Whereas previously, you could coerce NSData to spill its entire contents by converting it into a String, it now reports its length and a truncated summary of its internal bytes.

So from now on, if you need to convert your push notification registration deviceToken into a Base16-encoded / hexadecimal string representation, you should do the following:

let deviceTokenString = deviceToken.map { String(format: "%02x", $0) }.joined()

For clarity, let’s break this down and explain each part:

The map method operates on each element of a sequence. Because Data is a sequence of bytes in Swift, the passed closure is evaluated for each byte in deviceToken.
The String(format:) initializer evaluates each byte in the data (represented by the anonymous parameter $0) using the %02x format specifier, to produce a zero-padded, 2-digit hexadecimal representation of the byte / 8-bit integer.
After collecting each byte representation created by the map method, joined() concatenates each element into a single string.

We’d have preferred to use the String(_:radix:) initializer to create a hexadecimal (radix = 16) string representation for each UInt8 byte value, but without a built-in left-pad function in the Swift standard library to zero-pad to two digits, we opted for printf format specifiers (despite our misgivings).

On Stack Overflow, the top-rated answer advocates for "%02.2hhx" instead of "%02x". It’s easy to get lost in the IEEE specification, so here are some minimal code examples to demonstrate the difference between the two format specifiers:

// Overflow UInt.max (255)
String(format: "%02.2hhx", 256) // "00"
String(format: "%02x", 256) // "100"

// Underflow UInt.min (0)
String(format: "%02.2hhx", -1) // "ff"
String(format: "%02x", -1) // "ffffffff"

"%02.2hhx" guarantees that values beyond the range of UInt produce two hexadecimal digits (though one could argue whether it’s better to fail silently here).

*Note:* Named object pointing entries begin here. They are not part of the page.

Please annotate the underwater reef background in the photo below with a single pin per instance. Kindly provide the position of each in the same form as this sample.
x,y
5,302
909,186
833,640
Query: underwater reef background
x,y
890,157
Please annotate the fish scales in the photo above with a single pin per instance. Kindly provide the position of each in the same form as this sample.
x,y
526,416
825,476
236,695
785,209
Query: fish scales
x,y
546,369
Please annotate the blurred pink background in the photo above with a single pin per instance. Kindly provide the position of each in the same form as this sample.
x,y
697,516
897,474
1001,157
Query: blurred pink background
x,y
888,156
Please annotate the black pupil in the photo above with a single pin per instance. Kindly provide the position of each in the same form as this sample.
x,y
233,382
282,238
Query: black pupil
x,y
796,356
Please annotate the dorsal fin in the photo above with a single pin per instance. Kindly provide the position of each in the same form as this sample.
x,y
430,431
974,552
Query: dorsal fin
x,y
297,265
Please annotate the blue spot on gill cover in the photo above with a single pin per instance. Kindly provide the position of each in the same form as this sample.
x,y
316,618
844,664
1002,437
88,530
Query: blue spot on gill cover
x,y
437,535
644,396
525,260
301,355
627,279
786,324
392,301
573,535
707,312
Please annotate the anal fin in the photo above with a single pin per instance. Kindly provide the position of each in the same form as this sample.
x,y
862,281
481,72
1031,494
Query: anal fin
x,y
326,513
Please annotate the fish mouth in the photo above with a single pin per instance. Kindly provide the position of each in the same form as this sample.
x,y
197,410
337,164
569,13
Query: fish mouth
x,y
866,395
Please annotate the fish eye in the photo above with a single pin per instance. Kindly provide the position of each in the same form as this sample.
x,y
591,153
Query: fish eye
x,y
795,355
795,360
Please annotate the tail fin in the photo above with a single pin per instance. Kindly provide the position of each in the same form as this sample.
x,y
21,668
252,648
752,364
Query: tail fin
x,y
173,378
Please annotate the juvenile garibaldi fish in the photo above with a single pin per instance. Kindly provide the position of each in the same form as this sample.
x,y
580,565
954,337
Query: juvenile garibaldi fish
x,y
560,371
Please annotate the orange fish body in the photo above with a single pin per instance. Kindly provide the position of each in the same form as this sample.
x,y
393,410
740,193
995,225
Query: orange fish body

But any difference in behavior is moot, so long as Data is a collection whose Element is UInt8:

(UInt.min...UInt.max).map {
    String(format: "%02.2hhx", $0) == String(format: "%02x", $0)
}.contains(false) // false

Oh, and don’t worry about any purported performance differences between reduce and map + join; any Δ is going to be negligible, and totally irrelevant for an infrequent operation such as this.

Was Apple irresponsible in making this particular change?
We’d argue: No, not really.

Developers shouldn’t have relied on a specific format for an object’s description.

Dumping an entire Data value’s contents becomes untenable at a certain point, and this change to a more succinct summary makes debugging larger data blobs significantly easier.

Like we said about laws at the start of this article, precedence is a form of inertia, not an immutable truth.

Stare decisis plays an important role throughout software engineering. Examples like the “Referer” [sic] header” — even the conventions we have about the direction of electricity flow — demonstrate the value of sticking to decisions, unless an opportunity arises to compel change.